Session manifests on durable Daytona storage are the authoritative restart-restore source. The manifest state payload restores:
  • dspy.History conversation turns.
  • AgentRuntime core memory — default core memory plus persisted keys.
  • Session-local loaded document paths.
  • Daytona interpreter state — sandbox ID, workspace path, repo URL/ref, context paths, volume name, volume subpath.
Importing a session replaces session-local memory and document state instead of merging into the active runtime.
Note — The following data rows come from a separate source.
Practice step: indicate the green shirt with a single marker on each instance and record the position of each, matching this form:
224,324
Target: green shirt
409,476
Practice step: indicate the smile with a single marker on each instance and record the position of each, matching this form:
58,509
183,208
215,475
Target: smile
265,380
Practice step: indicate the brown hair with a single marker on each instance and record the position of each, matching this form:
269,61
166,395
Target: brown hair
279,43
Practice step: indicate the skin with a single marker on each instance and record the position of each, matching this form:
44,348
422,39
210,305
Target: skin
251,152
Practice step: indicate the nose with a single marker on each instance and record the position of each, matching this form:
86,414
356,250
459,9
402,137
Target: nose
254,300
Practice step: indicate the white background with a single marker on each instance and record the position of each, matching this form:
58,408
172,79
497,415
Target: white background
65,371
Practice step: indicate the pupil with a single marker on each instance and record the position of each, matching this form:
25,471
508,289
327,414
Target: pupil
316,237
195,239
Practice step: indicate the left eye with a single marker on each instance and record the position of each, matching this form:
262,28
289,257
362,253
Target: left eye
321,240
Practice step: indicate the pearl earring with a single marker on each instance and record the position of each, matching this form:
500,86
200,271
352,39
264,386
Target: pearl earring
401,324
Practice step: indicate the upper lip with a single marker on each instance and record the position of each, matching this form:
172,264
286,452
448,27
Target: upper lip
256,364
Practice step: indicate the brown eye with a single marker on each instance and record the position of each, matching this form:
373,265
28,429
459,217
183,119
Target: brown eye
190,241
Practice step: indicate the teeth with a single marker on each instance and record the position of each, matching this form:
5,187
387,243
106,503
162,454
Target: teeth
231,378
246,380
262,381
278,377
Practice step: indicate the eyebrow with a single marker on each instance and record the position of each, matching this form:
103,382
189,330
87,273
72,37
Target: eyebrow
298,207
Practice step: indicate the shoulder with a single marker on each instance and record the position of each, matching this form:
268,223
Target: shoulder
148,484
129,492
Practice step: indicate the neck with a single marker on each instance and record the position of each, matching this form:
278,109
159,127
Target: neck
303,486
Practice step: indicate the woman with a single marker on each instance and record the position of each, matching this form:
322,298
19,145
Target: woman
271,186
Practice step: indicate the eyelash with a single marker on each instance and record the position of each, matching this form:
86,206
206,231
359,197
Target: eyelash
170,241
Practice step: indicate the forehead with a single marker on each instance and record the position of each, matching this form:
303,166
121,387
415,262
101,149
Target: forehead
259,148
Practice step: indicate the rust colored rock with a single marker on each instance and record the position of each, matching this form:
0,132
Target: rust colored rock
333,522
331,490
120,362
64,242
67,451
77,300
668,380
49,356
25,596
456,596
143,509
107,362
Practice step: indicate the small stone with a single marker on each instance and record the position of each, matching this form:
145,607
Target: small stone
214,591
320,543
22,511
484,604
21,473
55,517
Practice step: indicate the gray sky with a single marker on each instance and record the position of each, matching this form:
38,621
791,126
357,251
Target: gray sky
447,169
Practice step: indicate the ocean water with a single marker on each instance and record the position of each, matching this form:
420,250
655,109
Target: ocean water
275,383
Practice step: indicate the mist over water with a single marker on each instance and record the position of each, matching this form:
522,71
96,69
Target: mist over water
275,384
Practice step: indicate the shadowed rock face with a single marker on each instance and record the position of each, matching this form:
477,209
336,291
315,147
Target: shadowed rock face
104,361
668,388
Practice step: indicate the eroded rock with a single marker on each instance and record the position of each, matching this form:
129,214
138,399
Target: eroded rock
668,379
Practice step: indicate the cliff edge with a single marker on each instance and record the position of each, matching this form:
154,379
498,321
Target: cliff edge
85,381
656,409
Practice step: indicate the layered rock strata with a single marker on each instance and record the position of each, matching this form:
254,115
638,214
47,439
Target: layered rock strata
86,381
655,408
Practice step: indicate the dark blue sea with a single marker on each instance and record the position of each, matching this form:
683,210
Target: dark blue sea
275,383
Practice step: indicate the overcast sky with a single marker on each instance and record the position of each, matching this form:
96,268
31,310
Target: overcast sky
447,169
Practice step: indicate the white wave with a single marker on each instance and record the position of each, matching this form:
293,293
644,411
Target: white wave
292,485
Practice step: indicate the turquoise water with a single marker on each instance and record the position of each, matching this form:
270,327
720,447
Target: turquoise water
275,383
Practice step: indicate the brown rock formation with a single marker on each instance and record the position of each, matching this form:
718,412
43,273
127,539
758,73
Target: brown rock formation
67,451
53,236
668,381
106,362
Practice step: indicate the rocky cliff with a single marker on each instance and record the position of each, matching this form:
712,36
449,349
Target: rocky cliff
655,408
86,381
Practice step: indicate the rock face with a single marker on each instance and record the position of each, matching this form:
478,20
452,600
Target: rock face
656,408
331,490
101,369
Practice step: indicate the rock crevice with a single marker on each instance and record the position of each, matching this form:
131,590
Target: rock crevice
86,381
Empty or missing state resets history, core memory, loaded documents, and sandbox buffers so switching sessions cannot leak stale agent context. Manifests live under meta/workspaces/<workspace_id>/users/<user_id>/react-session-<session_id>.json on the mounted Daytona volume.

Reading order

When you need to understand the live backend, read in this order:
  1. src/fleet_rlm/api/main.py
  2. src/fleet_rlm/api/routers/ws/endpoint.py
  3. src/fleet_rlm/api/routers/ws/stream.py
  4. src/fleet_rlm/runtime/factory.py
  5. src/fleet_rlm/runtime/agent/agent.py
  6. src/fleet_rlm/runtime/tools/rlm_delegate.py
  7. src/fleet_rlm/integrations/daytona/interpreter.py
  8. src/fleet_rlm/integrations/daytona/runtime.py

Source of truth

When the docs disagree with the code, trust the code and the generated contracts:
  • Backend routes and WebSocket behavior: src/fleet_rlm/api/.
  • Runtime cognition and Daytona execution: src/fleet_rlm/runtime/ and src/fleet_rlm/integrations/daytona/.
  • Canonical HTTP schema: openapi.yaml.
Historical transition notes may mention orchestration_app/ or api/orchestration/. Those labels are not part of the current tree.